The total amount you can pay for covered services in a year before insurance kicks in.
#9

Which of the following is a characteristic of a Preferred Provider Organization (PPO)?

Requires referrals to see specialists.
Limits coverage to only in-network providers.
Provides coverage for out-of-network care, usually at a higher cost.
Does not require primary care physicians.
#10

What is the main goal of disease management programs in managed care?

To prevent the occurrence of any diseases.
To manage and improve the health outcomes of individuals with chronic conditions.
To provide emergency care services to all individuals.
To promote healthy lifestyle choices.
#11

What is meant by the term 'out-of-pocket maximum' in health insurance?

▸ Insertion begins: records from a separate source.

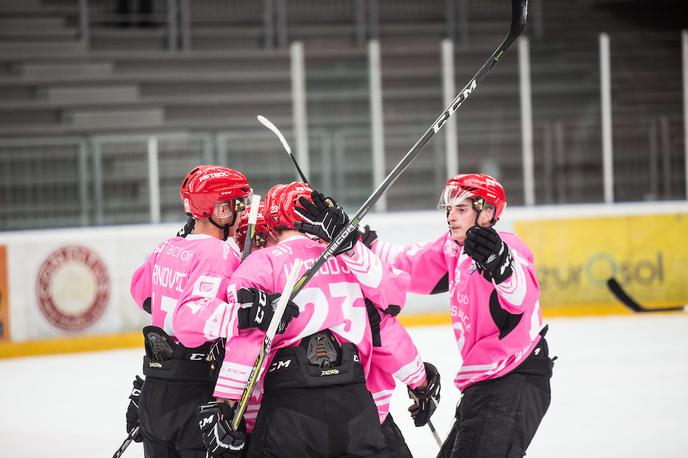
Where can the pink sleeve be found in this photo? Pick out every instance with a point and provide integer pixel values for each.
(398, 354)
(424, 263)
(241, 352)
(141, 287)
(521, 290)
(206, 309)
(379, 281)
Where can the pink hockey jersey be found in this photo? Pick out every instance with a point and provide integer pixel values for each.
(198, 266)
(333, 299)
(397, 358)
(495, 326)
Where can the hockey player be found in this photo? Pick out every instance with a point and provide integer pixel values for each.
(263, 236)
(180, 378)
(388, 337)
(314, 398)
(505, 370)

The maximum amount you can pay for covered services in a year before insurance kicks in.
The amount you must pay out-of-pocket for covered services before the insurance company starts to pay.
The total cost of the insurance premium.
The amount of money the insurance company pays for covered services.
#12

What is a Health Savings Account (HSA) commonly used for in relation to health insurance?

To pay for premiums of health insurance plans.
To save money for future medical expenses, often in conjunction with a high-deductible health plan.
To pay for copayments and coinsurance.
To cover expenses related to dental and vision care.
#13

What is a formulary in health insurance?

A list of preferred healthcare providers within a network.
A list of covered prescription drugs and their respective copayment amounts.
The process of pre-authorizing medical procedures before they are performed.
The maximum amount of money you can pay for covered services in a year.
#14

Which federal law requires employers to offer continuation of health insurance coverage after job loss or other qualifying events?

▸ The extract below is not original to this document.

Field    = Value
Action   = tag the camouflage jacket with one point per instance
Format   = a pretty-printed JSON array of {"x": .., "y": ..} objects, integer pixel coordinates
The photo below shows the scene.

Health Insurance Portability and Accountability Act (HIPAA)
Consolidated Omnibus Budget Reconciliation Act (COBRA)
Affordable Care Act (ACA)
Americans with Disabilities Act (ADA)
#15

What is the purpose of utilization management in managed care?

To determine if a healthcare service is medically necessary and appropriate.
To enroll individuals in health insurance plans.
To negotiate payment rates with healthcare providers.
To manage investments for the insurance company.
#16

What is the role of a case manager in managed care?

To negotiate payment rates with healthcare providers.
To determine if a healthcare service is medically necessary and appropriate.
To manage and coordinate the care of individuals with complex medical needs.
To provide emergency care services to all individuals.